Between these two ends of the river, Eleri runs through wooded valleys, only really touching any significant place of human habitation when crossed by the main road north from Aberystwyth at the village of Talybont where, joined by the waters of the Ceulan, the rushing waters once powered a woollen mill. Along the ridges of the valleys around here are a series of hill forts built to watch the approaches from the sea and now providing spectacular viewpoints to anyone with the energy to climb to them. Though I have walked from source to estuary, it is in these middle stretches that I came to know and love Eleri. There are places where it is possible to sit watching the flow for hours without seeing another person. These, to me, are sacred waters, the well of life flows through me when I sit here and I am part of the flow. And it is here, and in the woodlands along and above the valley, that I come to meditate and to commune with the spirits of the valley. The map of it I have in my mind is populated with sacred places to which I can go, on foot or in imagination, whenever world space or mind space allows. There is a place where the river swirls around a bend and runs over rocks making a music that I have sat and listened to, entranced. And I have knelt in the rushing waters and the words of a ritual for crossing to the Realms came to me from many years before: “Running Waters, Speaking Stones …”. And I have listened to the voice and responded with a blessing and a kiss, which she took, laughing, and tumbled it away.

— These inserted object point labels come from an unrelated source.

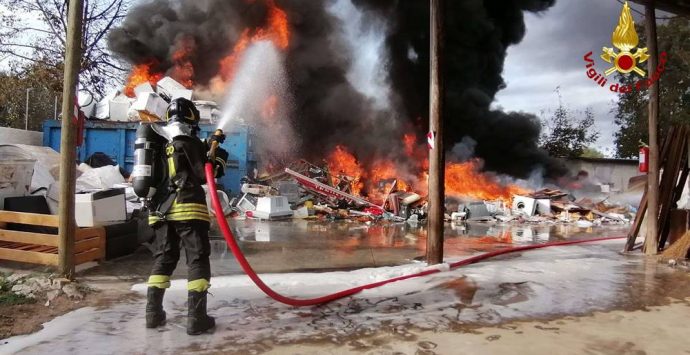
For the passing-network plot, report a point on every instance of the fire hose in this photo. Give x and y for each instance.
(234, 247)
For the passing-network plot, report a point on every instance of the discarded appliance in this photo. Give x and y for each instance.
(246, 203)
(100, 208)
(118, 108)
(151, 107)
(15, 178)
(327, 191)
(170, 89)
(524, 205)
(272, 207)
(290, 190)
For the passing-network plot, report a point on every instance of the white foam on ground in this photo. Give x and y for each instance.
(559, 280)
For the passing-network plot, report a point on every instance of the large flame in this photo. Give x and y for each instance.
(465, 180)
(462, 180)
(141, 74)
(625, 36)
(276, 31)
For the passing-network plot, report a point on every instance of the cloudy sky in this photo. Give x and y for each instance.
(551, 56)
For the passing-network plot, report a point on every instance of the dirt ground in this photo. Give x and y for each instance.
(653, 330)
(29, 318)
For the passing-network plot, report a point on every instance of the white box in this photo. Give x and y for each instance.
(172, 89)
(524, 205)
(15, 178)
(151, 105)
(118, 108)
(143, 89)
(100, 208)
(272, 207)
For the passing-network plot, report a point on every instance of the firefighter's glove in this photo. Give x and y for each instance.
(220, 138)
(221, 162)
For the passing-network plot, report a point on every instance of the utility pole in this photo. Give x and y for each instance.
(651, 241)
(434, 245)
(67, 227)
(26, 110)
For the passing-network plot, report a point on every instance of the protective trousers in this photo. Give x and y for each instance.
(194, 238)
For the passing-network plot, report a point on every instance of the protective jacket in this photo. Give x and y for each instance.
(186, 200)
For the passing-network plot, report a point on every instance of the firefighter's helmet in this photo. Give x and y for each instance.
(183, 111)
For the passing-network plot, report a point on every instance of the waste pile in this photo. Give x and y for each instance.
(306, 190)
(145, 102)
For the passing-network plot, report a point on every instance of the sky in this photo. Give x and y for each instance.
(551, 56)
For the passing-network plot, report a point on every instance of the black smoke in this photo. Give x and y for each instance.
(477, 36)
(328, 110)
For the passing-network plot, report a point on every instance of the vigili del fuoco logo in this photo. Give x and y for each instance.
(627, 59)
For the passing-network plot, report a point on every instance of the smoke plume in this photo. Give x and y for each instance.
(328, 107)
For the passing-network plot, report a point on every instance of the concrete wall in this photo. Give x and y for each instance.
(20, 136)
(606, 171)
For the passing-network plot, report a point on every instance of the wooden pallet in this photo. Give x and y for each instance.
(39, 248)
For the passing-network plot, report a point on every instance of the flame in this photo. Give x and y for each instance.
(183, 71)
(276, 31)
(140, 74)
(625, 36)
(343, 163)
(466, 180)
(268, 110)
(463, 180)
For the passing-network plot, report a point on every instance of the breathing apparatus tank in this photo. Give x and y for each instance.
(149, 173)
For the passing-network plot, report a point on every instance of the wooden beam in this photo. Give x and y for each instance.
(28, 256)
(651, 243)
(434, 245)
(29, 218)
(29, 238)
(68, 140)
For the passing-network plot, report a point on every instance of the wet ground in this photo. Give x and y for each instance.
(548, 284)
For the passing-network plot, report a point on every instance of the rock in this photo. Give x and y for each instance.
(73, 292)
(14, 278)
(25, 290)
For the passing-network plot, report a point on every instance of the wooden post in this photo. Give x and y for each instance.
(651, 242)
(434, 245)
(67, 228)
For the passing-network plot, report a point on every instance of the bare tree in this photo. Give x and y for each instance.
(34, 31)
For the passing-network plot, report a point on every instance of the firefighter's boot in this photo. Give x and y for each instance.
(155, 315)
(198, 321)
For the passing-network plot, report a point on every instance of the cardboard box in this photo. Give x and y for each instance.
(100, 208)
(118, 108)
(171, 89)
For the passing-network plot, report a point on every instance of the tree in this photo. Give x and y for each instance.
(674, 94)
(566, 136)
(39, 36)
(45, 85)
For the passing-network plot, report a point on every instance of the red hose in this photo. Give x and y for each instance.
(229, 238)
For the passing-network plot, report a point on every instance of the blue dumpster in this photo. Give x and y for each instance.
(116, 139)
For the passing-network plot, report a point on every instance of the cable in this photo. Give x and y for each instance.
(234, 247)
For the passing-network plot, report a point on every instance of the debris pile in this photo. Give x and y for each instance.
(145, 102)
(305, 190)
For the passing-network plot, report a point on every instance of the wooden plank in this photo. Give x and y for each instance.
(669, 180)
(28, 238)
(29, 218)
(87, 244)
(86, 256)
(28, 256)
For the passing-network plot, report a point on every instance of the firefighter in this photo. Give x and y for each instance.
(183, 217)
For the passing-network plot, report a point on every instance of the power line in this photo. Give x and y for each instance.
(643, 14)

There is a wood of oak, beech and birch above this spot, enclosed within a larger forest, where I have planted a seed of love in a mossy hollow and where the trees always welcome me when I come to sit among them to converse with the wights of the wood and feel myself in their company. Here I have felt closest to the Spirit World more often than anywhere else. There are times when the trees enclose me and the ground shifts beneath my feet and the wind blowing through that place is a spirit wind at once swift as an arrow and as still as a pond of clear water. Then when I emerge from the wood onto the forestry road it’s as if I have arrived there suddenly from I know not where. So I come often to these places and follow Eleri from her source in the mountains to her meeting with the sea. And if she is always running to the legendary realm of Cantre’r Gwaelod, so too am I always walking the paths to the Realms when I follow her winding way through the woods.